# choosing a monitor for macbook



## sadLtlGoblin (Jul 20, 2002)

I'm ruling out the ones in the apple store because they're so expensive. 
One choice is to buy an older Apple monitor. The specifications don't sound any different. Is it as good, and will it work with the MacBook?
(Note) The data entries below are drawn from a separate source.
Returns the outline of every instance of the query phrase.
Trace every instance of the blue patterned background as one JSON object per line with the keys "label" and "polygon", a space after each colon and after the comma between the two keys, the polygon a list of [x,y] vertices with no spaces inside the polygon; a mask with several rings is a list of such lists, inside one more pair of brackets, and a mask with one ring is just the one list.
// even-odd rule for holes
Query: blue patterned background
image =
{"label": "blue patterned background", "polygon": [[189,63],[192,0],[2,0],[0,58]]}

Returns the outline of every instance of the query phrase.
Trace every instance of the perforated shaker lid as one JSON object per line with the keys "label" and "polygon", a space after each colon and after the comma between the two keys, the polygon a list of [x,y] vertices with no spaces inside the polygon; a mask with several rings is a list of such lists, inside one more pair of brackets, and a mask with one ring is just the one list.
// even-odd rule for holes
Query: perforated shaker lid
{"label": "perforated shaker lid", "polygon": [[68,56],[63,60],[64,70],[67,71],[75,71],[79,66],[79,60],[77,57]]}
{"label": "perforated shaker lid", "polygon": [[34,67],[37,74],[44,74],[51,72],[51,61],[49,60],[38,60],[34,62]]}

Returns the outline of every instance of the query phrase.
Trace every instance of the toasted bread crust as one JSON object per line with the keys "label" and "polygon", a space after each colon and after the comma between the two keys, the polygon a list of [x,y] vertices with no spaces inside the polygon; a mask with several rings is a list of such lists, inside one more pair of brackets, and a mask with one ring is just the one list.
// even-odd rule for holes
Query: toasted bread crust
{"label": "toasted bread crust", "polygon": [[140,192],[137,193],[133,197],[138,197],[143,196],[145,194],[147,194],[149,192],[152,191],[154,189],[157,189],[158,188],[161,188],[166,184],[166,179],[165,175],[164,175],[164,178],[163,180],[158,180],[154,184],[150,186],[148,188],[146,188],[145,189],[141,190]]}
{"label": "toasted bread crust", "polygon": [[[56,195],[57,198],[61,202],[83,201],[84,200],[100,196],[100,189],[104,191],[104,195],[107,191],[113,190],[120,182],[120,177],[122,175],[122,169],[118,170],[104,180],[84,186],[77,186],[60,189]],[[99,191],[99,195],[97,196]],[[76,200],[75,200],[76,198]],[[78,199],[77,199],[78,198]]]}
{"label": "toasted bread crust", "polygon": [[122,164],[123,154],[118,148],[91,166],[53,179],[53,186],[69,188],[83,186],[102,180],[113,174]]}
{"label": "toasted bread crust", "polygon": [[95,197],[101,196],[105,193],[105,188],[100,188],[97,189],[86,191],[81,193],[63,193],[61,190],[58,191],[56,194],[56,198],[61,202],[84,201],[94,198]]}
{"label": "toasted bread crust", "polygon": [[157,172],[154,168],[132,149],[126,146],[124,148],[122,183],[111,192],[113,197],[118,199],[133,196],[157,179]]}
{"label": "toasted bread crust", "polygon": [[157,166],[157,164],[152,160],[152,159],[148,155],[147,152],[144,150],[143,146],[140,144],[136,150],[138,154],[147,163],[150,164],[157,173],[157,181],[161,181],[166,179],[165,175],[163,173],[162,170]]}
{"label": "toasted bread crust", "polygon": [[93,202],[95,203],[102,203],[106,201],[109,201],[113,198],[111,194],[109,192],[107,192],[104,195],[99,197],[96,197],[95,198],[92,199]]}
I've been looking at Samsung Syncmasters. Call me naive, but the name suggests to me that they are good at syncing, and I assume that this is important because it's a mac, not a PC. I don't know how this works. 
The Samsung screens on Amazon have user reviews to say they're defective!  


in short...
What monitor's good for macbook?


----------



## sandiekay (Aug 13, 2003)

Where do you connect a monitor to a MacBook?


----------



## sadLtlGoblin (Jul 20, 2002)

Well, you have to get an adapter, like a 'mini dvi to vga' or 'mini dvi to dvi', and you plug it into the socket with the square shaped symbol over it.


----------



## sandiekay (Aug 13, 2003)

oh Thanks for that info, I wish I had purchased one now at the apple store, darn I saw those adapters and didn't know what they were for, sorry I'm a newbie to Apple but love my MacBook, can't get Apple goods in this country.


----------



## ferrija1 (Apr 11, 2006)

Dell makes great, inexpensive monitors.

http://accessories.us.dell.com/sna/category.aspx?c=us&cs=19&l=en&s=dhs&~ck=anav&category_id=4009


----------